Hi Ben,
** Short Answer: you might want to think about porting PLN to it. You may want to rethink how PLN works, first. And we actually have another (very?) interesting option.
** Long Answer (with a quasi-happy ending):
What they call "graph" is not the same thing as what we call "graph". What they call "graph" is actually "memory-access, multiply-add, another memory access, repeat". (see page 9, 12 of pdf you attached) By contrast, what we call a graph is "memory-access, integer compare, another memory access, repeat". Which maybe sounds similar, but its really very different.
** The IPU in review:
So, consider neural-net gradient descent, implemented via back-propagation. Those algos march over memory, in a quasi-regular way (they are vectors, after all), doing lots of multiplies and adds, and maybe a few if-statements (aka "integer compares") and a small handful of other integer operations (jump, increment some loop counter, test to see if done.) Very very few subroutine calls. The PDF says "300MB In-Processor-Memory(TM)" so it sounds like if your NN weight matrix fits in 300MB, you can do gradient descent at... RAM speed. Whatever that is.

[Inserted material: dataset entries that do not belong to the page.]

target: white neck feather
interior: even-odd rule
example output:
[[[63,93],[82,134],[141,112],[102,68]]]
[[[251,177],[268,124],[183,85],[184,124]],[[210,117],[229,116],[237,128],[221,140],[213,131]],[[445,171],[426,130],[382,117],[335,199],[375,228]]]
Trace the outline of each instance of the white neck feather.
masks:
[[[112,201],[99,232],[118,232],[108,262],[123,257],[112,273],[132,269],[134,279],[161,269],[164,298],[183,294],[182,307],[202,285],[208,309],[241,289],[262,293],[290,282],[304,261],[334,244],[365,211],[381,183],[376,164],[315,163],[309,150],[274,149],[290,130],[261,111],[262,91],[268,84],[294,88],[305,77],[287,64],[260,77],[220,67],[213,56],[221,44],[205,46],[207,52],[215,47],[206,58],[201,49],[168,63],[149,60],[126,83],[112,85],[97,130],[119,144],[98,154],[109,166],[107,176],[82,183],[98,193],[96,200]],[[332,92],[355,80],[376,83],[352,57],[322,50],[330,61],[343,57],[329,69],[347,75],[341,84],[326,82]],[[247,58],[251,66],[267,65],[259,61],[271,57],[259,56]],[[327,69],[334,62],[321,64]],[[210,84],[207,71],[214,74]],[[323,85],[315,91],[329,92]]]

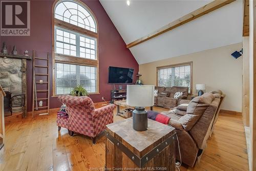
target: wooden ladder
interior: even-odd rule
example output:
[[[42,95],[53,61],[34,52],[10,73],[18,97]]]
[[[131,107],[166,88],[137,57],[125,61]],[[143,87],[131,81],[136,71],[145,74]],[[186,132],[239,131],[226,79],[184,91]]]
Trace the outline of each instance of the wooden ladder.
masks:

RAM speed is always a bottleneck, and it depends on how they designed it. 300MB is ballpark of L2 cache and L2-cache tends to be SRAM not DRAM and run at 1/10th the speed of the CPU core. So much much faster than DRAM, but slower than CPU. Anyway, really freaking fast if you can make it fit. If it doesn't fit, then you have a very impressive switching fabric, which is really nice, cause sooner or later, you do have to move training data in and out. When things don't fit, the switch fabric gets the missing parts into place pretty damned fast. The chart on page 15 looks honest and 100% believable to me: dark blue is the multiply-add-loop, and yellow-lightbiue is the moving-in the next block of training data (moving around the weight vectors? Whatever.)
** The MMU and why the IPU doesn't have one:
It's called an IPU and not a CPU because there's no MMU. Which is good and bad. Its good for hardware because MMU's are big, complex, bulky bottlenecks between the CPU and slow, slow memory (because DRAM memory is slow. Fact of life. Deal with it). Its bad because MMU's make programming really really easy: programmers do not have to think about the physical location of their data. Any idiot with --visual basic-- python skills can write a program. Like teenagers. Smart pre-teens. The good news is that several decades of industry experience with GPU's means that the industry possesses really clever compilers and really clever libraries can hide most of the pain of not having an MMU. Its almost fully automated. But still requires pros who know what they're doing. TL;DR: the pros only have to port tensorflow to it once. The hardware savings on MMU complexity is huge! It eliminate lots of awkward bus and data-transfer silicon design with lots of ugly timing chains (google up Spectre, Meltdown, for a flavor of modern MMU design mad skillz)
The IPU is a super-duper neural net machine, no doubt. I'm quite sure the M87-Sag A* Event-Horizon astronomers will love it too. And lots of supercomputer, weather-simulation, nuclear-bomb buffs, too.
** The pattern matcher in review:
Compare this to the pattern-matcher, which is a pure-integer, with no floating-point in it. The pattern matcher is conceptually very simple (practical considerations make it complex). It compares two graphs, side-by-side. At every vertex, it needs to compare edges -- all possible permutations of edges ("choices" actually, not permutations; there are usually fewer choices, but still more than one). Since any one of those choices might be the right one, therefore one must save (push) the current state onto the stack, and then continue exploration of the next vertex. Repeat until match or no more choices, then pop the stack once, explore the next choice. So almost all CPU cycles are spent pushing, popping, and each push-pop is at least one subroutine call, if not 5 or 8. Each push-pop is a lot of memory access, to save the current state.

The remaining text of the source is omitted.